Oğuz Atay;Türkiye'nin Ruhu

Oğuz Atay;Türkiye'nin Ruhu için günlüğünde belirttikleri
"bana öyle geliyor ki biz çocuk kalmış bir milletiz ve daha olayları ve dünyayı, mucizelere bağlı, "myth"lere bağlı bir şekilde yorumluyoruz en ciddi bir biçimde. aklı başında bir batılının gülerek karşılayacağı ve bize ölesiye ciddi gelen bir şekilde.bir başka nokta daha: öyle bir yarım yamalaklığımız var ki, bizim dramımız, trajedimiz, akıl almaz bir biçimde gelişiyor. ayrıca bir trajedinin içinde olduğumuzun farkında bile değiliz. çok güzel yaşayıp gittiğimizi sanıyoruz. iktidardaki adamlar da, bu sanıyı bütün millet adına dile getiriyorlar. birkaç aydın dışında bunu anlayan yok gibi. o aydınlar da, sosyal bir takım sözler ediyorlar. psikolojik yönü boşlukta kalıyor bu meselenin. insanlarımız bu kötü yaşantıyı dile getirmenin, 'muhalafet yapmak sanıyorlar. yapanlar bile, 'muhalafet yaptıklarını sanıyorlar bir bakıma aslında bir yanlış anlama olduğu halde, anlaşıp gidiyorlar. bir 'mış gibi yapmak' tutturmuşlar; arabalar yürüyor ya, ekmek yapılıyor ya, iyi kötü suyumuz geliyor ya... mesele yok. bir taklid oynuyoruz ve batıya bile kendimiz kabul ettirdiğimiz anlar oluyor. (bir futbol maçında yeniveriyoruz onları)
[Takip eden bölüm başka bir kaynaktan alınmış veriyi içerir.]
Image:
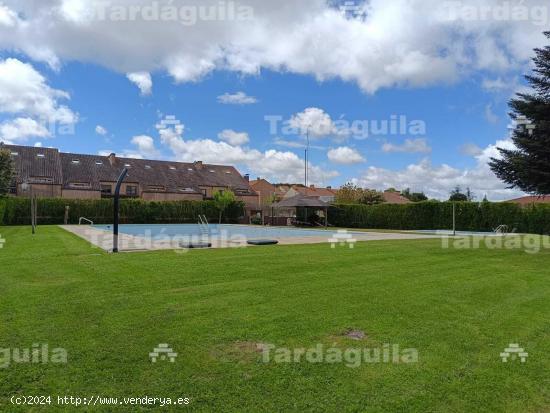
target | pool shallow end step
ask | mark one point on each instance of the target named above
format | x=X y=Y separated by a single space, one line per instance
x=262 y=242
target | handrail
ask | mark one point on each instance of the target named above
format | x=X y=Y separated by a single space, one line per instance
x=203 y=225
x=85 y=219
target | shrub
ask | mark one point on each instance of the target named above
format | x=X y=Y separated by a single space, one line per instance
x=430 y=215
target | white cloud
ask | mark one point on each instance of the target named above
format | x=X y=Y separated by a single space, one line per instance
x=233 y=138
x=21 y=129
x=239 y=98
x=317 y=122
x=490 y=115
x=275 y=165
x=100 y=130
x=409 y=146
x=438 y=181
x=345 y=155
x=143 y=81
x=23 y=90
x=145 y=146
x=308 y=38
x=8 y=17
x=470 y=149
x=296 y=145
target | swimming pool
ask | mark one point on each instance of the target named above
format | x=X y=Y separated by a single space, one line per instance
x=161 y=231
x=446 y=232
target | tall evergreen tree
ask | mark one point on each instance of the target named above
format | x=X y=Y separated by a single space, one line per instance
x=7 y=171
x=528 y=166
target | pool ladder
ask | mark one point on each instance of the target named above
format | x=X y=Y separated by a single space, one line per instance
x=203 y=225
x=502 y=229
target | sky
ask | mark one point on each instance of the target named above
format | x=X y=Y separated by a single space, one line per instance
x=404 y=94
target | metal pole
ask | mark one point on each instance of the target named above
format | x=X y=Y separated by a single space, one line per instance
x=33 y=211
x=116 y=209
x=454 y=218
x=306 y=154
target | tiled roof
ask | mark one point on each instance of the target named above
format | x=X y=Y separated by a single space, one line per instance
x=67 y=168
x=33 y=164
x=314 y=191
x=173 y=176
x=395 y=198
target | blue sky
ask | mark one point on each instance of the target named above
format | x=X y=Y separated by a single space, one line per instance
x=456 y=96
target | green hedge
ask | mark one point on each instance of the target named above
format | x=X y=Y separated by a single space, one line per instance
x=429 y=215
x=16 y=211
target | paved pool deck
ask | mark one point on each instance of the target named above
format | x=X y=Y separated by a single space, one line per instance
x=129 y=243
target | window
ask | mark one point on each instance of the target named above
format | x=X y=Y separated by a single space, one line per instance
x=40 y=180
x=80 y=185
x=131 y=190
x=106 y=189
x=155 y=188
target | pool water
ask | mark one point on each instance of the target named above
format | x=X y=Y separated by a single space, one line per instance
x=446 y=232
x=216 y=231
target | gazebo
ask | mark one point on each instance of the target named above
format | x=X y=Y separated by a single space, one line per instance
x=302 y=201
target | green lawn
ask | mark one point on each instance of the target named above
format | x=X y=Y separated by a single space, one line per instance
x=459 y=308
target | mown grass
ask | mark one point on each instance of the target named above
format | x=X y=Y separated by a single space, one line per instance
x=459 y=308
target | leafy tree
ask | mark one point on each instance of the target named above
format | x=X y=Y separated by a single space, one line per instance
x=223 y=200
x=352 y=194
x=527 y=167
x=457 y=195
x=371 y=197
x=7 y=171
x=348 y=194
x=414 y=196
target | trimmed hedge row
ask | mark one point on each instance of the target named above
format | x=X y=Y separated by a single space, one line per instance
x=16 y=211
x=429 y=215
ya çocuksu gururumuz! beğenilmezsek hemen alınıyoruz, batılılara iftiralar ederek kendimizi temize çıkarmak için didiniyoruz. iyi aile çocukları arasında onlara çamur atan mahalle çocuğu gibiyiz. ben buna saflık diyorum ve genel anlamda bir sempati duyuyorum. içinde yaşarken de öfkeyle tepiniyorum. "
"İnsanımıza, geri kalmış ya da az gelişmiş değil; fakir düşmüş, yani gücünü kaybetmiş bir varlık olarak bakmak düşünülebilir. Yani, ilkel bir topluluk değil, servetini kaybetmiş soylu bir toplululuk denebilir."